Ao reduzir o peso da filiação partidária na diplomacia, Lula mira um objetivo claro: blindar e acelerar resultados práticos, sobretudo na área comercial. Ele citou a entrada em vigor provisória do acordo Mercosul‑União Europeia, que cria um mercado de quase 720 milhões de pessoas e um PIB estimado em US$ 23 trilhões, como resposta ao unilateralismo e como instrumento para atrair mais comércio e investimento.

A aposta no multilateralismo e no diálogo com governos conservadores serve a duas frentes: amplia espaço para negócios e tenta neutralizar críticas internas que possam acusar o Planalto de fechamento ideológico.
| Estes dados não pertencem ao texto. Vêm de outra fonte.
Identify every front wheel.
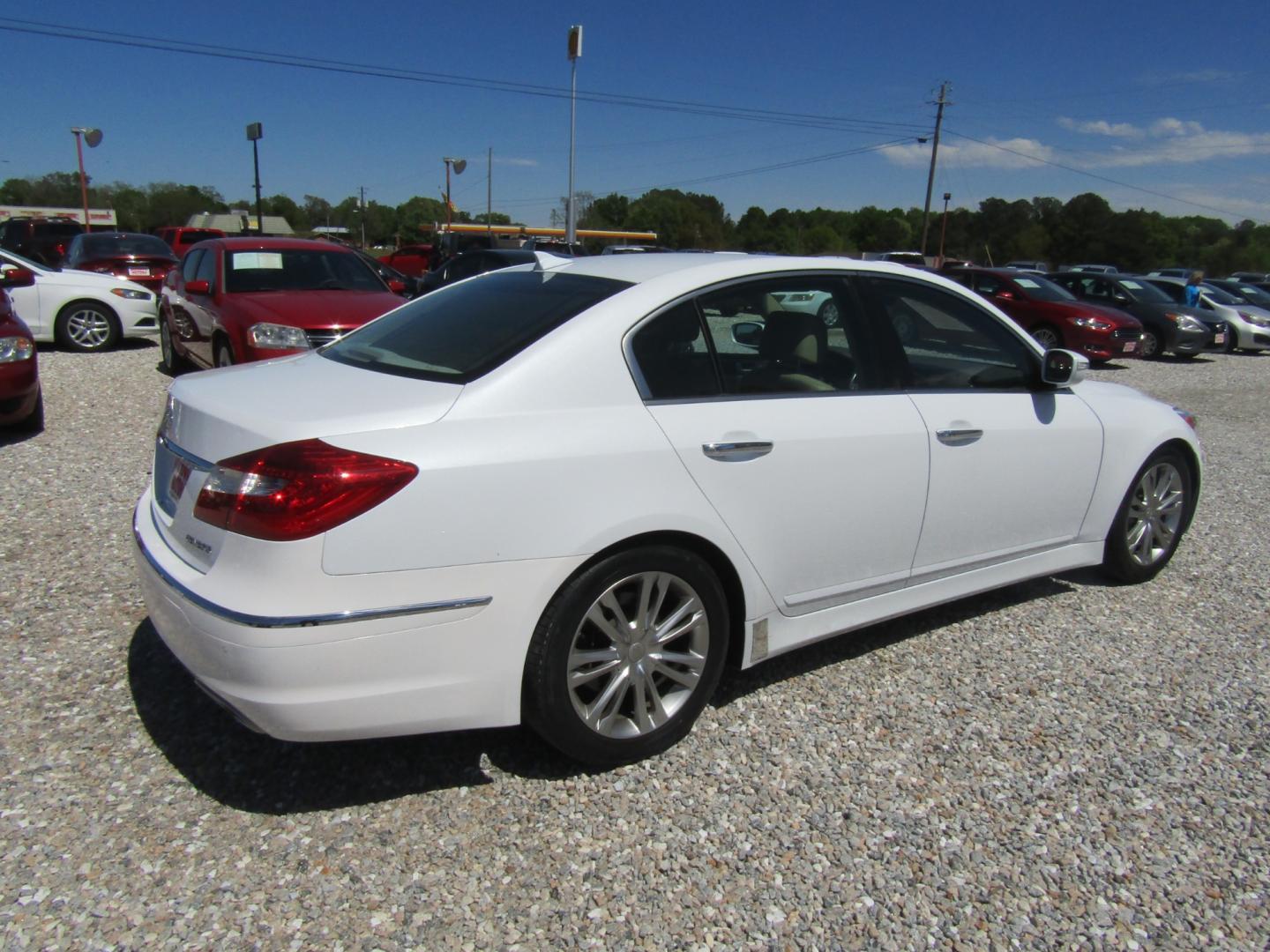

Ainda assim, o gesto exige equilíbrio — negociar com líderes de direita pode render dividendos econômicos, mas também expõe o governo a questionamentos sobre prioridades e acordos que precisam ser convertidos em resultados concretos para a economia doméstica.

No horizonte político, a ênfase no pragmatismo é um movimento estratégico. Ao transformar a diplomacia em ferramenta de promoção do desenvolvimento, o governo busca demonstrar capacidade de entrega econômico‑comercial. Resta ver se a retórica se traduzirá em ritmo de implementação das medidas prometidas e em efeito tangível sobre empregos e investimentos no curto prazo.